I hope this question is allowed, I am interested how you think someone could come up with the Chebychev polynomials, where I refer to them in the sense that someone would be interested in the polynomial of degree $n$ $p(x)$ with leading coefficient as large as possible so that $|p(x)|\leq 1$ (at the end I present a short argument why it attains the maximal leading coefficient).
The moment one thinks of $cos(x)$ this becomes not impossible, via recalling that $cos(na)$ for natural $n$ is a polynomial in $cos(a)$, and thus by plugging $a=arcos(x)$ for $a$ in the possible range; $[-1,1]$ we get what we want.
However, apriori why should it be reasonable to think of $cos(x)$? I am not satisfied with "well it's a function that is bounded like you want", because there are many other ones.

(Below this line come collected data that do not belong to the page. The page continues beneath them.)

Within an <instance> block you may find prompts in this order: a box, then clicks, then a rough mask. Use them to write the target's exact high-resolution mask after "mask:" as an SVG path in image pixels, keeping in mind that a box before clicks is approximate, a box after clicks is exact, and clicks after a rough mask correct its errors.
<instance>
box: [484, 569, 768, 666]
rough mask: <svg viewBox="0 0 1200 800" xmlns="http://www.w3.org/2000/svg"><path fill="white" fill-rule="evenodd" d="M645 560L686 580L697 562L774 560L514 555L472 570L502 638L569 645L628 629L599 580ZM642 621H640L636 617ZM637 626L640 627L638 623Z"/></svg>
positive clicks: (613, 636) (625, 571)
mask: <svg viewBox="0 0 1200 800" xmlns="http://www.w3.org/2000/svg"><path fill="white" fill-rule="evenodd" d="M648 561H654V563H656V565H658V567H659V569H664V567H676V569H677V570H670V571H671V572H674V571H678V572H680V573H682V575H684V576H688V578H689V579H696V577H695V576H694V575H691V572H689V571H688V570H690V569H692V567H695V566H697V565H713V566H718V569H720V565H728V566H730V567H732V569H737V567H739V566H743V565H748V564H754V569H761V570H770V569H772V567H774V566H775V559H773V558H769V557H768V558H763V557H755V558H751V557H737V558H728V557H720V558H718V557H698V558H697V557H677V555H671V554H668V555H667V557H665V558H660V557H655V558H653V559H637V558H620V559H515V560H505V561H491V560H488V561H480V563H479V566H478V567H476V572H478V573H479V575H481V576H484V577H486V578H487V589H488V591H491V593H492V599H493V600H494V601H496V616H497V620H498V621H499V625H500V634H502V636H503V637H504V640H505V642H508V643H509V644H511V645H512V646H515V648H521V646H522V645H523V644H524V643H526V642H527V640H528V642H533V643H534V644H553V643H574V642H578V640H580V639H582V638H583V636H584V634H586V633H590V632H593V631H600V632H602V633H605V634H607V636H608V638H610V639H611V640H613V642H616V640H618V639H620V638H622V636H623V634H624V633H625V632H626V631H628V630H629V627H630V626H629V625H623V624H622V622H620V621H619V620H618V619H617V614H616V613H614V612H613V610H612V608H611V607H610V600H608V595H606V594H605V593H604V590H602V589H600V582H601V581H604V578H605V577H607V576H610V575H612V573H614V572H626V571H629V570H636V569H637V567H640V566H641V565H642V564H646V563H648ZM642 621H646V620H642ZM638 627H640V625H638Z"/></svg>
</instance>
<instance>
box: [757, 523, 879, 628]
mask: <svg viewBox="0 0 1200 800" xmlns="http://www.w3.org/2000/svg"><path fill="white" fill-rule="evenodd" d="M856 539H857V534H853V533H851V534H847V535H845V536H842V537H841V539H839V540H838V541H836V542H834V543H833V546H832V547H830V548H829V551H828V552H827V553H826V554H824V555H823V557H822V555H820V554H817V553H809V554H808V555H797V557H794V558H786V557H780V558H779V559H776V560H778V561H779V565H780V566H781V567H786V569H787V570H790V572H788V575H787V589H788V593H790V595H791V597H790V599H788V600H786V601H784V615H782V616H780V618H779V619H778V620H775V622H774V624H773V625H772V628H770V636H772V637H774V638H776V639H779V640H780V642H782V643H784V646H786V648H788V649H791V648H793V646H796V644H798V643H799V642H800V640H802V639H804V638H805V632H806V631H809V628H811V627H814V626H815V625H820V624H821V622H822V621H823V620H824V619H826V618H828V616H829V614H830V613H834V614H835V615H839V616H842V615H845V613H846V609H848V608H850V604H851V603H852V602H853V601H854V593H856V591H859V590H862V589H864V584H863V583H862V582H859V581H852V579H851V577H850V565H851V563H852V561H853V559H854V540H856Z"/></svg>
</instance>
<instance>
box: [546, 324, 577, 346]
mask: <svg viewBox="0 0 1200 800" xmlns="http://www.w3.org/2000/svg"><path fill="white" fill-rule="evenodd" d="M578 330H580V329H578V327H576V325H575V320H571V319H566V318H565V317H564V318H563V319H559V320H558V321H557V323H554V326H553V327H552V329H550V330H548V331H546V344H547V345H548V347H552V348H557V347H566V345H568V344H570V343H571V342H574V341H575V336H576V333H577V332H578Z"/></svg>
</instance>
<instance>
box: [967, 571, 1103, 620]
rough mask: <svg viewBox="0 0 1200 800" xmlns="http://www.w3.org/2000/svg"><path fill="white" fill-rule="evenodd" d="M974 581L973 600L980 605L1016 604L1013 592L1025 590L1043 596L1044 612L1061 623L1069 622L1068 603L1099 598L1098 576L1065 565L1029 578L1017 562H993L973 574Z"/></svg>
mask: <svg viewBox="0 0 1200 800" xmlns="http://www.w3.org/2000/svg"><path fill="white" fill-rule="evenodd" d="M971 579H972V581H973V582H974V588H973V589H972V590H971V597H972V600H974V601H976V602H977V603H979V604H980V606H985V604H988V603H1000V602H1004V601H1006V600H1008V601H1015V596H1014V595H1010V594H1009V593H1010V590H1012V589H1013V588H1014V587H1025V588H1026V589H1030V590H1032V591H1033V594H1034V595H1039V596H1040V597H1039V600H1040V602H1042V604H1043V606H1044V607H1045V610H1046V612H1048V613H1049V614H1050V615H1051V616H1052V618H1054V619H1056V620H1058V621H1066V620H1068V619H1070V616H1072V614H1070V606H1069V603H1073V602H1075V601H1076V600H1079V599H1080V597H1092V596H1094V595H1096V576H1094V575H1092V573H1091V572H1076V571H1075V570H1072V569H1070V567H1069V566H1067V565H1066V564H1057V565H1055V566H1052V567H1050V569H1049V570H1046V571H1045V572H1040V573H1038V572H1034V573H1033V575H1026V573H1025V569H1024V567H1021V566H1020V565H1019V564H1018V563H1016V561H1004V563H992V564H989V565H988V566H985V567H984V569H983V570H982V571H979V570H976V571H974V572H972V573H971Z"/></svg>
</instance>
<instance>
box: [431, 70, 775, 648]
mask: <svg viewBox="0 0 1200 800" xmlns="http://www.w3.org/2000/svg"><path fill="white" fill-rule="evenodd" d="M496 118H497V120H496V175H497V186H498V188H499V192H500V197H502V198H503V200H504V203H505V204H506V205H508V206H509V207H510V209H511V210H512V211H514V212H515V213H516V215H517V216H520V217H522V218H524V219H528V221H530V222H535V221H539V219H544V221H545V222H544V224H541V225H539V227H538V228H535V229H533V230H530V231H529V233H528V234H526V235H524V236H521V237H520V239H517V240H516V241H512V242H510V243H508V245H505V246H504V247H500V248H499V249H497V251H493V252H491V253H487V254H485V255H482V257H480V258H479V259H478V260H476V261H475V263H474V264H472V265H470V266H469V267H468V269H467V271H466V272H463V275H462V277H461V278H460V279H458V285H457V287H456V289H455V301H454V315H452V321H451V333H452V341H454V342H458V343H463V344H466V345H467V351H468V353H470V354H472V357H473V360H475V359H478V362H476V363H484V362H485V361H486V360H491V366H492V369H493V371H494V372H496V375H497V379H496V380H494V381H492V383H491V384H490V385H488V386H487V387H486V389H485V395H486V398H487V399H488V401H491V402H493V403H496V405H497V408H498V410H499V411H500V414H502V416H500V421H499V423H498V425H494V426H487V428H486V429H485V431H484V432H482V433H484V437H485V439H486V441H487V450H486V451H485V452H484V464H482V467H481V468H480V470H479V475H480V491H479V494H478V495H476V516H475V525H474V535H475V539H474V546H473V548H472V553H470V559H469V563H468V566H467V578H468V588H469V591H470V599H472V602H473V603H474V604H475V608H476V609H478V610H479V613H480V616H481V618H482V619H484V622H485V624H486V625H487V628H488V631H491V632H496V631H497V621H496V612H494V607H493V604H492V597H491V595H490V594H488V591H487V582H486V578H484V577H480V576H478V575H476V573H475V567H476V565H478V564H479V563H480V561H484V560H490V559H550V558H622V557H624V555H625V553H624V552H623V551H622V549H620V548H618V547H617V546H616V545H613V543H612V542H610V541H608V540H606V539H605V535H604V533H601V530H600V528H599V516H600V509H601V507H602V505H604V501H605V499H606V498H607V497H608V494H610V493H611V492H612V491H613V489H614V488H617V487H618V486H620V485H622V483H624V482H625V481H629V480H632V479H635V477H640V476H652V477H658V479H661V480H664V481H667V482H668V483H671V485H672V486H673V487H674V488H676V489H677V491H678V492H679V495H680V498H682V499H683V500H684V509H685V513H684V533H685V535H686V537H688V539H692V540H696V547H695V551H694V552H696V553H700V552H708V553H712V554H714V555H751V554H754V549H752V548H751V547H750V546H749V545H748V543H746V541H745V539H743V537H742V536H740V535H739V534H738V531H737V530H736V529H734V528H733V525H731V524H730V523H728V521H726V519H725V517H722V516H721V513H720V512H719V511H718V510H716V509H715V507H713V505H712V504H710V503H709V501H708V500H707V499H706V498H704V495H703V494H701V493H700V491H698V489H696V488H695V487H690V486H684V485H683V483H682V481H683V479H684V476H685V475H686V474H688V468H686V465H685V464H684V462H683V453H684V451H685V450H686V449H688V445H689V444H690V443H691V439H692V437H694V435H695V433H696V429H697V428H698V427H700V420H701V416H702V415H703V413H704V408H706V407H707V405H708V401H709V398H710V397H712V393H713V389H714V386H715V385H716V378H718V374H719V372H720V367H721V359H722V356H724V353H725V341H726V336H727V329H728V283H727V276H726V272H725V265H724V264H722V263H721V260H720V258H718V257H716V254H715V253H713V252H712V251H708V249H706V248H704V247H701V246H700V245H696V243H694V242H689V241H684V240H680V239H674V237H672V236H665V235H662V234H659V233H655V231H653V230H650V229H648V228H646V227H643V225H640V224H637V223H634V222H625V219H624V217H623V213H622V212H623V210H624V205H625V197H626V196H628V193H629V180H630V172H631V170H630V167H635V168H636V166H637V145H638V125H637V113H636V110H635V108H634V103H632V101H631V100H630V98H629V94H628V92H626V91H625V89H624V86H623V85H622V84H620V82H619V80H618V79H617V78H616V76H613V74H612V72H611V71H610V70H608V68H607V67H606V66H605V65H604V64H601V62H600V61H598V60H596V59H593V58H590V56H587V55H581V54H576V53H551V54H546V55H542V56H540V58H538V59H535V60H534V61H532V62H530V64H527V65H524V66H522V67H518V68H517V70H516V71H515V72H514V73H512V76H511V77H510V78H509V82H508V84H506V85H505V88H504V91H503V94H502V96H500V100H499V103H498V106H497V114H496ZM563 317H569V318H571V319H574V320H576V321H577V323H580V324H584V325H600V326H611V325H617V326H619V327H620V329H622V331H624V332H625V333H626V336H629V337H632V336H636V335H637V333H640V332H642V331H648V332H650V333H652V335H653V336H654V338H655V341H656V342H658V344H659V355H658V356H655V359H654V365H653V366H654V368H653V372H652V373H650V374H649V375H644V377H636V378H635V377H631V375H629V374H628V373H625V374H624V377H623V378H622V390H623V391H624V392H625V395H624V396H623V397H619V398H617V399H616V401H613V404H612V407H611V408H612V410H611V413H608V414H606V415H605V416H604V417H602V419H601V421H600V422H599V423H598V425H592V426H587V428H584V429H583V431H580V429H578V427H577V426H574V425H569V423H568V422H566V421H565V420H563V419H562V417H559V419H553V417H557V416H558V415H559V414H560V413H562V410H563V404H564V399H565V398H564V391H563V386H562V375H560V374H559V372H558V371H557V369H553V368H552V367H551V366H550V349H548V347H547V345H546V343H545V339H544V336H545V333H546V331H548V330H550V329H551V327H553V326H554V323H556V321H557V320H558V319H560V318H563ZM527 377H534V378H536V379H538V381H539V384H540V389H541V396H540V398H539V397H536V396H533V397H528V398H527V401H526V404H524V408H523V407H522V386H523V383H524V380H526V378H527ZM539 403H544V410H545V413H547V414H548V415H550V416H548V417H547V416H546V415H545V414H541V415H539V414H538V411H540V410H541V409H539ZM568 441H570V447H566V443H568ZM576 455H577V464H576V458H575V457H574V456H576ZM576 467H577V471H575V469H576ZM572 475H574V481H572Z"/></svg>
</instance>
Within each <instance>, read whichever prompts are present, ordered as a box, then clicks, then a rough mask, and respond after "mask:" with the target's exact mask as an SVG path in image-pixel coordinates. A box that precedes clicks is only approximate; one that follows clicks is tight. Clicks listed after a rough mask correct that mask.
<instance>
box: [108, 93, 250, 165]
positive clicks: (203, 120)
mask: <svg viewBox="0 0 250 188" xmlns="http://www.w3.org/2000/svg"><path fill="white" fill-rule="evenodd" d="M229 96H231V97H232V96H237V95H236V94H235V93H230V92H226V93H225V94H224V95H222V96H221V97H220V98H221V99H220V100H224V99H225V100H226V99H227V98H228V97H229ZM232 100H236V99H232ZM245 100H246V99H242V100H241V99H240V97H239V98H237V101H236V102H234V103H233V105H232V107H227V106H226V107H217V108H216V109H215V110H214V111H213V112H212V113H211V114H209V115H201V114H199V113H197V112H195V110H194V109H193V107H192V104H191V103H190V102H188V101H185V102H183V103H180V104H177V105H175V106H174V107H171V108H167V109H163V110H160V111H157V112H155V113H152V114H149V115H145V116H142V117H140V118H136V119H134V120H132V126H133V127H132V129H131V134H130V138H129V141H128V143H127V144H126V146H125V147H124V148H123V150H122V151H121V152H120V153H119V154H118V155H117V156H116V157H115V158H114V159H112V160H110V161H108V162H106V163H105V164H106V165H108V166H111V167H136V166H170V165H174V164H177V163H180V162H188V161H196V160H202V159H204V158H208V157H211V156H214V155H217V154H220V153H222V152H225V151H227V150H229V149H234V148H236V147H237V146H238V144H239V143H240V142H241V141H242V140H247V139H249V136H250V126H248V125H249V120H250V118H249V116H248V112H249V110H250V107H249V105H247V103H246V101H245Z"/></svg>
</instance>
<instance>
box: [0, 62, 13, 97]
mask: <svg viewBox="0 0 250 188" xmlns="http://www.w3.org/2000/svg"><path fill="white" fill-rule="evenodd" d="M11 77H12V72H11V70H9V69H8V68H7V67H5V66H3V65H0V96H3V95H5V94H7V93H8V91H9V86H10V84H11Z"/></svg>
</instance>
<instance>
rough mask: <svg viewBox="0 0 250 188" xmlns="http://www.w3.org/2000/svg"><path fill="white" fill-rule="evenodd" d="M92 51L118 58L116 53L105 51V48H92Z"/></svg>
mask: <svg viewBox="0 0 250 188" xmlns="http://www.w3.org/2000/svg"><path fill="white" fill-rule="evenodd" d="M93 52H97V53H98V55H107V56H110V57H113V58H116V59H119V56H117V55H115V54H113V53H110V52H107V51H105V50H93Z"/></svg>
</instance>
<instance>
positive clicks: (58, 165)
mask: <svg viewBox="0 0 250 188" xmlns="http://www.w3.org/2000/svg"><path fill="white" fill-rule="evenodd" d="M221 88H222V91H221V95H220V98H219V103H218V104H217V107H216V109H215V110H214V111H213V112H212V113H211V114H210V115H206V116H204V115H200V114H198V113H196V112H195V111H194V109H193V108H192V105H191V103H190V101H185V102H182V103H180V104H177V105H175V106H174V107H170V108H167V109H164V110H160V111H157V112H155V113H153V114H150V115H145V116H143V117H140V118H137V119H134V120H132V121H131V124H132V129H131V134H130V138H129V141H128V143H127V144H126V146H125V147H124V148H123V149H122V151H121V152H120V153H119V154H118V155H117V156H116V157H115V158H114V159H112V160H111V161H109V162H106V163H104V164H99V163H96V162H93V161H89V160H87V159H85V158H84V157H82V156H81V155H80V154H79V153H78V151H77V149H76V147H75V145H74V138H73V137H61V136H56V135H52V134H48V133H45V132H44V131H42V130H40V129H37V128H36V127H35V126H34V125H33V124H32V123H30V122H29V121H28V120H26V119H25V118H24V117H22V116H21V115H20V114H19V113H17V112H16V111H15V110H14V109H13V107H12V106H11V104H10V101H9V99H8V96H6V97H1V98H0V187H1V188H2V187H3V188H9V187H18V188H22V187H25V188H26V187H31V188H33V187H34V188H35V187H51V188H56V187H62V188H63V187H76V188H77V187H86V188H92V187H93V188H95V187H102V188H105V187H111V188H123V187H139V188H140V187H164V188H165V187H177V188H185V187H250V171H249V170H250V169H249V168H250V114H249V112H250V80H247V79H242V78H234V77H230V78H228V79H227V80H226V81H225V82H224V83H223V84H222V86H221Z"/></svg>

Some questions that I would be happy to know the answer to (although there may be a good explanation that doesn't answer them) are:
Would there be a way to brute force small cases to find the best polynomial? The cases of degree $0,1$ are trivial, what about $2$? A short argument shows that any polynomial that is at most $1$ in absolute value on $[-1,1]$ of degree $n$ has all coefficients $c_i$ satisfy $c_i\leq m(n)$ where $m(n)$ is a constant depending on $n$, for instance by writing the polynomial as a linear combination of legendere polynomials (with respect to the interval $[-1,1]$) and noting that their coefficients are bounded by the inner product evaluation, and thus also the coefficients of the original polynomial. This means that as mentioned above, there is a polynomial attaining the maximal leading coefficient (because the sequence of polynomials with leading term tending the sup has a converging subsequence).
If we are able to brute-force small cases, I think it's reasonable to see we would be able to see the recurrence relation between the polynomials, is there a way to deduce from it the properties of our polynomial?